For twenty-five years, we have known that we need to spend more on nature conservation, or face a modern mass extinction as serious as that of the dinosaurs. But governments and donors have been unwilling to come up with the necessary budgets, often because there was little hard evidence that the money spent on conservation does any good.

However, a new study now shows that thanks to the $14.4 billion spent on global conservation between the 1992 Earth Summit and 2003, biodiversity loss today has been significantly reduced. Without the big increases in funding driven by the Earth Summit, we would already have lost about a third more biodiversity than we actually did.

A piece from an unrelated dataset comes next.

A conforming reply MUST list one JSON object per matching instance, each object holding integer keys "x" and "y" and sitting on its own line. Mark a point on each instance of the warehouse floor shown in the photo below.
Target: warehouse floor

More money is still needed, but this finding should now encourage decision makers to re-engage with the Earth Summit’s positive vision, and adequately bankroll the protection of earth’s biodiversity today. 

The study, led by Dr Anthony Waldron during his time at the Edward Grey Institute in the Department of Zoology at Oxford, can also be used to estimate the budgets needed and importantly, how they will change as countries develop. 

‘A highly accurate predictive model of biodiversity decline shows, specifically, how different levels of economic development and agricultural expansion require different levels of conservation spending, to counterbalance any negative effects. Such smart allocation of scarce financial resources would support true sustainable development, as called for by the UN,’ said Dr Anthony Waldron.

The study is the fruit of ten years' work by an international team, building and analysing a huge database of conservation funding and biodiversity declines, plus a complex algorithm that divides up responsibility for global species declines among individual countries.